Purcell calculated that to make it likely (probability greater than 50 percent) that a run of even fifty games will occur once in the history of baseball up to now (and fifty-six is a lot more than fifty in this kind of league), baseball's rosters would have to include either four lifetime .400 batters or fifty-two lifetime .350 batters over careers of one thousand games. In actuality, only three men have lifetime batting averages in excess of .350, and no one is anywhere near .400 (Ty Cobb at .367, Rogers Hornsby at .358, and Shoeless Joe Jackson at .356). DiMaggio's streak is the most extraordinary thing that ever happened in American sports.

But science, with its relentless pursuit of fact and abhorrence of anomalies, has apparently concluded that DiMaggio wasn't so special after all. In their latest excellent podcast, Radiolab interviews Steve Strogatz, a mathematician at Cornell, who worked with his student Sam Arbesman to simulate the history of MLB only to demonstrate that there was nothing statistically freakish about DiMaggio's hitting streak. Others, however, aren't quite so sure. The controversy continues.

More like this

I don't understand what you mean - the streak is a remarkable achievement. It's strange that it is 12 games longer than the 2nd longest streak. Can't it also be something that one would reasonably expect to happen to someone in the long history of baseball?

As a comparison, you might take any number of scientific discoveries and say that it was remarkable that scientist X discovered it (say evolution). If Darwin and Wallace had never lived - someone else would have eventually come up with the idea of natural selection because that's where the evidence pointed. They are still remarkable for recognizing it first.

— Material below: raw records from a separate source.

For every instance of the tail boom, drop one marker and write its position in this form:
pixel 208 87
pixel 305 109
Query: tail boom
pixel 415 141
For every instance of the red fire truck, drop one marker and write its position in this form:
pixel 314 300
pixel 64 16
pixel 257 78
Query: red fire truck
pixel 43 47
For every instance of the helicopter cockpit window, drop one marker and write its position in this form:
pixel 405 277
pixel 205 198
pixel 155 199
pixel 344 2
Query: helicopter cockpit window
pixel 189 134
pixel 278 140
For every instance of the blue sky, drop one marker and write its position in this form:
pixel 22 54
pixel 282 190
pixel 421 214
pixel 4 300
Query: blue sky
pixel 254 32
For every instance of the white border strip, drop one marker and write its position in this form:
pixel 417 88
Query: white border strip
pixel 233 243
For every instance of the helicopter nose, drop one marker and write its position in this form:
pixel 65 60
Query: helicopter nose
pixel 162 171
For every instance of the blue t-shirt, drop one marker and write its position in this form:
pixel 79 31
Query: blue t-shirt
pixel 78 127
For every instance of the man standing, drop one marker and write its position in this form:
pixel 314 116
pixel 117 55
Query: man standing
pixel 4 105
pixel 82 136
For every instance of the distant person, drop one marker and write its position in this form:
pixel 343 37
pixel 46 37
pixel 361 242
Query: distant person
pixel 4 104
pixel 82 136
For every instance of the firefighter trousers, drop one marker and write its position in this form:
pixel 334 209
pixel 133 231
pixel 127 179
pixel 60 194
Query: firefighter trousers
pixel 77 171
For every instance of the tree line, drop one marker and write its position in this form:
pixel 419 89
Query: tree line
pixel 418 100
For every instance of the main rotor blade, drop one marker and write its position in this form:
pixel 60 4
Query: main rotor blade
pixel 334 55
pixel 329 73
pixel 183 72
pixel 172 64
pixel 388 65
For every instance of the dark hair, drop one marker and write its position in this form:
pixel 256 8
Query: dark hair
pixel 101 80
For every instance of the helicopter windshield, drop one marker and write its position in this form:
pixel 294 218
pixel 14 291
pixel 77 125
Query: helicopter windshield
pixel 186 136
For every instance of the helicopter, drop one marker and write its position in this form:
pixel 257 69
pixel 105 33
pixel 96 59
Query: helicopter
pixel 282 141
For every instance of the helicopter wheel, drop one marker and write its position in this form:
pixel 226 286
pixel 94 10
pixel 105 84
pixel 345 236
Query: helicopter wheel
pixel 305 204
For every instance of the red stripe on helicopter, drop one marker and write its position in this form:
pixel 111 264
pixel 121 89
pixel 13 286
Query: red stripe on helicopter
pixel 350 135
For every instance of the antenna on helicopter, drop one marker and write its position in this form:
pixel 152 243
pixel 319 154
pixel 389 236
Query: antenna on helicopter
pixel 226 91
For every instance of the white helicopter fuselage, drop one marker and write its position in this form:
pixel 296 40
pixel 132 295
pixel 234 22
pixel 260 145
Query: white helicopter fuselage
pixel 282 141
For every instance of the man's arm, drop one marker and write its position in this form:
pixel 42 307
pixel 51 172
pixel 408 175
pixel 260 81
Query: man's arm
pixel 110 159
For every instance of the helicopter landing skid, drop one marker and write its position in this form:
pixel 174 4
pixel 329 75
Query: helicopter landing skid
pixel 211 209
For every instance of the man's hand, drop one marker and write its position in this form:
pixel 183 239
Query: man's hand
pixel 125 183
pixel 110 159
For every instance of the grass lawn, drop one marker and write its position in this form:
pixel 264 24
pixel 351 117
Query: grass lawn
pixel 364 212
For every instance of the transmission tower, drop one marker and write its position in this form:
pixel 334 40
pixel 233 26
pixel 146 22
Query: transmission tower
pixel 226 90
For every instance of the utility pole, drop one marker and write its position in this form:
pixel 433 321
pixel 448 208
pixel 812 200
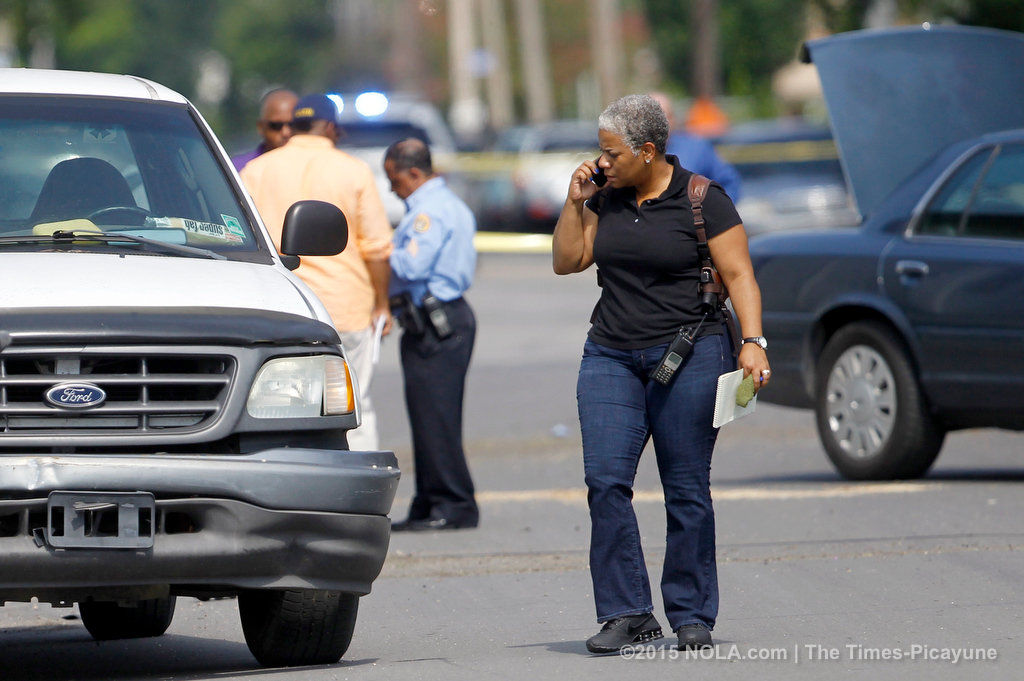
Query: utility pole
pixel 706 56
pixel 407 64
pixel 467 110
pixel 534 52
pixel 499 83
pixel 606 47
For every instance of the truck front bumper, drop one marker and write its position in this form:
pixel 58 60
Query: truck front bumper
pixel 283 518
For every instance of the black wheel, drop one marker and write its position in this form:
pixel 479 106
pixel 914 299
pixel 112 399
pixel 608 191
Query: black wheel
pixel 108 621
pixel 297 627
pixel 871 417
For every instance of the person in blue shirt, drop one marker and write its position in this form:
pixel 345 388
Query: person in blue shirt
pixel 432 265
pixel 696 154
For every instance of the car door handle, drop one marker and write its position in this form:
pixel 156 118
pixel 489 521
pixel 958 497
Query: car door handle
pixel 911 268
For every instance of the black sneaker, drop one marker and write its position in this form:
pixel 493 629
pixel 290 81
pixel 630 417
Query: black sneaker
pixel 616 634
pixel 692 637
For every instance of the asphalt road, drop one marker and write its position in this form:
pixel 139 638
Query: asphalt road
pixel 818 577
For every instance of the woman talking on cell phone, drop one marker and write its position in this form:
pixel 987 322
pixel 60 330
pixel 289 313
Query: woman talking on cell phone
pixel 639 229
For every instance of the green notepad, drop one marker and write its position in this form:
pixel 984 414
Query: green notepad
pixel 744 392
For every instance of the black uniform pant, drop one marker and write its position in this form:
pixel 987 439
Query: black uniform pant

I think there's a difference between saying that DiMaggio's streak was not remarkable and saying that it is not earth-shattering that someone managed to hit in 56 straight games at some point.

Also - in the passage you quote, it appears that Purcell calculated based on careers of 1000 games. This is a pretty large flaw as I see it, given that even with the old season length of 154 games, that's 6.5 seasons. Lots of players play more or less every day for 15 years.

Did you know that during the two months of DiMaggio's streak, Ted Williams actually hit for a higher average than DiMaggio? What what amazing about DiMaggio's streak wasn't his great hitting, but the distribution of it.